Kral a mis en avant l'expérience de Zondacrypto : bien que fondée en Pologne, l'entreprise est réglementée en Estonie, où elle paie plus de 6 millions d'euros de TVA par an.
De tels déménagements pourraient priver la Pologne d'emplois, de recettes fiscales et de la possibilité de développer une économie numérique florissante.
Le défenseur du Bitcoin Dominik Fel a partagé ces inquiétudes, avertissant que la Pologne risque de devenir un « musée de l'innovation » si la législation entre en vigueur.
Des politiciens de l'opposition, dont le député de la Confederation Krzysztof Rzońca, ont appelé le président Karol Nawrocki à opposer son veto au projet de loi, arguant qu'il pourrait démanteler le marché national des crypto-monnaies.
Nous appelons le Président @NawrockiKn à opposer son veto ! Le gouvernement pousse une loi qui va détruire le marché des crypto-monnaies en Pologne !
La Confederation a déposé plus de 100 amendements à ce projet de loi.

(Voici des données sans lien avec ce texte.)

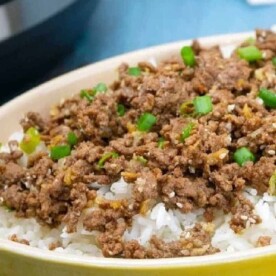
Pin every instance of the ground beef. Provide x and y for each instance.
(188, 170)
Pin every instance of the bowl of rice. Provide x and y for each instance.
(153, 162)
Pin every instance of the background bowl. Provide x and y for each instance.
(17, 259)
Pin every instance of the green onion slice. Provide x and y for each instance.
(100, 88)
(268, 96)
(30, 141)
(134, 71)
(86, 94)
(146, 121)
(243, 155)
(58, 152)
(141, 159)
(121, 110)
(203, 105)
(72, 138)
(188, 56)
(250, 53)
(107, 156)
(251, 40)
(274, 61)
(186, 132)
(161, 142)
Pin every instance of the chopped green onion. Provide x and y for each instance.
(250, 53)
(121, 110)
(146, 121)
(251, 40)
(269, 97)
(243, 155)
(86, 94)
(203, 105)
(141, 159)
(161, 142)
(186, 108)
(188, 55)
(272, 184)
(186, 132)
(58, 152)
(107, 156)
(274, 61)
(30, 141)
(100, 88)
(72, 138)
(134, 71)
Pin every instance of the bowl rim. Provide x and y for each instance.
(69, 259)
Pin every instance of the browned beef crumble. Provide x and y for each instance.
(197, 173)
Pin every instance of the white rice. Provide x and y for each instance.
(166, 224)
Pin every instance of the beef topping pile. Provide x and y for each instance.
(192, 132)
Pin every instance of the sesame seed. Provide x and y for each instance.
(243, 217)
(187, 235)
(231, 107)
(253, 221)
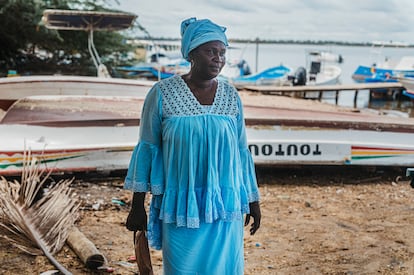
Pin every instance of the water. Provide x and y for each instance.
(294, 56)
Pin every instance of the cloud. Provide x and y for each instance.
(352, 20)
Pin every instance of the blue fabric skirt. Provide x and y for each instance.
(214, 248)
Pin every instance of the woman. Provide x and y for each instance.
(193, 157)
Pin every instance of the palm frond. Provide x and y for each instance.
(37, 225)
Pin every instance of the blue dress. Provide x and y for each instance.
(195, 162)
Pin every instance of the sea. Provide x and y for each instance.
(261, 56)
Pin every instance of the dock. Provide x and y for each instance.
(304, 91)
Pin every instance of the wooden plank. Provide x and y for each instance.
(322, 88)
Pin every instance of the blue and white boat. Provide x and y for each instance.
(272, 76)
(385, 72)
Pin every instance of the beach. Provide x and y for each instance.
(316, 220)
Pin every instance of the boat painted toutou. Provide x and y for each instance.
(69, 134)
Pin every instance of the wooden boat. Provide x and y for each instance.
(70, 134)
(277, 75)
(14, 88)
(321, 69)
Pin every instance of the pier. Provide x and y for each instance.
(305, 91)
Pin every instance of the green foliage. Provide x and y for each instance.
(30, 48)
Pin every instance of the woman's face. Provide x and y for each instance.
(208, 59)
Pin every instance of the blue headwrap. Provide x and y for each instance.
(196, 32)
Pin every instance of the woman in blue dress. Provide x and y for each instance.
(192, 156)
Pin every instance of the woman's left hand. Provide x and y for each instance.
(257, 216)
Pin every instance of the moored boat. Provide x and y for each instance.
(70, 134)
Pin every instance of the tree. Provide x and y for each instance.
(23, 39)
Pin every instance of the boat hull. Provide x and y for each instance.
(73, 134)
(14, 88)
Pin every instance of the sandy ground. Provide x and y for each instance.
(316, 220)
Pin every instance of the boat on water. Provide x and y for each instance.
(277, 75)
(16, 87)
(322, 69)
(408, 84)
(383, 70)
(69, 134)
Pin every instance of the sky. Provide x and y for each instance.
(333, 20)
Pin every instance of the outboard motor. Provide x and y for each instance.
(299, 77)
(244, 68)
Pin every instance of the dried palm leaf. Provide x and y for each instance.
(32, 224)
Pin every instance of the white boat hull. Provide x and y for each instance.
(14, 88)
(106, 149)
(77, 134)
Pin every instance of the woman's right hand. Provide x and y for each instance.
(137, 217)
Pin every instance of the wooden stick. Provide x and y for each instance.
(85, 249)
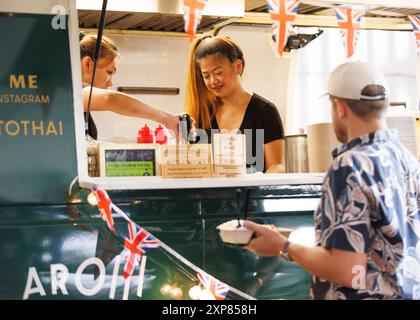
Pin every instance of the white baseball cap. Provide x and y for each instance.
(349, 79)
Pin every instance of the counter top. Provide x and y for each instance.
(149, 183)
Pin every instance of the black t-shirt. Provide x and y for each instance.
(92, 130)
(261, 123)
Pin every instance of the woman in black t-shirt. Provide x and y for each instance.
(216, 98)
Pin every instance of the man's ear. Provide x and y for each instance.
(342, 108)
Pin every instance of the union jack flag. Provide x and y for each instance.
(218, 289)
(415, 21)
(192, 15)
(140, 241)
(349, 23)
(283, 13)
(105, 207)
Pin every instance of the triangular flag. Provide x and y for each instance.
(282, 13)
(139, 242)
(349, 23)
(218, 289)
(192, 15)
(415, 21)
(105, 207)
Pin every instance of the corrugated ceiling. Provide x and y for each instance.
(175, 23)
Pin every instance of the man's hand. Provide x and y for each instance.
(268, 241)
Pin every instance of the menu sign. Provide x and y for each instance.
(37, 133)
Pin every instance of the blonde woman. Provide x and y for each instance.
(104, 99)
(216, 98)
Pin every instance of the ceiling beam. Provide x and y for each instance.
(305, 20)
(412, 4)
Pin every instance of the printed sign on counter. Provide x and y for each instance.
(229, 155)
(187, 161)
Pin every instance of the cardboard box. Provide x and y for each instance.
(229, 155)
(186, 161)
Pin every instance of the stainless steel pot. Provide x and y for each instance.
(296, 153)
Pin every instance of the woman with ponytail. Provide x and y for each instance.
(104, 99)
(216, 98)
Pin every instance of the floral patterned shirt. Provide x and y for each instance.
(370, 204)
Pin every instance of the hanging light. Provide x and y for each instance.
(92, 200)
(205, 294)
(165, 289)
(176, 293)
(195, 292)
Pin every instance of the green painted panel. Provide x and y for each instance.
(37, 134)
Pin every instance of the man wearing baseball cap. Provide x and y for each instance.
(367, 224)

Tous ont été rejetés ! @SlawomirMentzen a démoli la narration gouvernementale à la tribune du Sejm ! pic.twitter.com/OvIhPsPCYZ
— Krzysztof Rzońca (@KrzysztofRzonca) 24 septembre 2025
Le clivage politique façonne le débat en Pologne
Le vote a mis en lumière de profondes divisions politiques.
La Civic Coalition, Poland 2050-TD, PSL-TD, la Gauche et Together ont soutenu la loi, tandis que le parti Droit et Justice (PiS), la Confederation et les Républicains s'y sont opposés.
Le PiS a annoncé son intention de rédiger une alternative plus légère, inspirée d'autres cadres européens, qu'il prévoit de présenter lors de son congrès fin octobre.
Les analystes estiment que la décision du président Nawrocki sera déterminante pour l'avenir de la Pologne dans les actifs numériques.
Bien qu'il ne détienne pas personnellement de crypto-monnaies, les groupes libertariens et pro-Bitcoin qui ont soutenu son élection font pression pour une approche réglementaire plus souple.
Le choix du président pourrait déterminer si la Pologne se positionne comme un leader d'une surveillance prudente mais favorable aux investisseurs, ou si elle risque de freiner l'innovation et de perdre son économie numérique émergente au profit de juridictions plus accueillantes.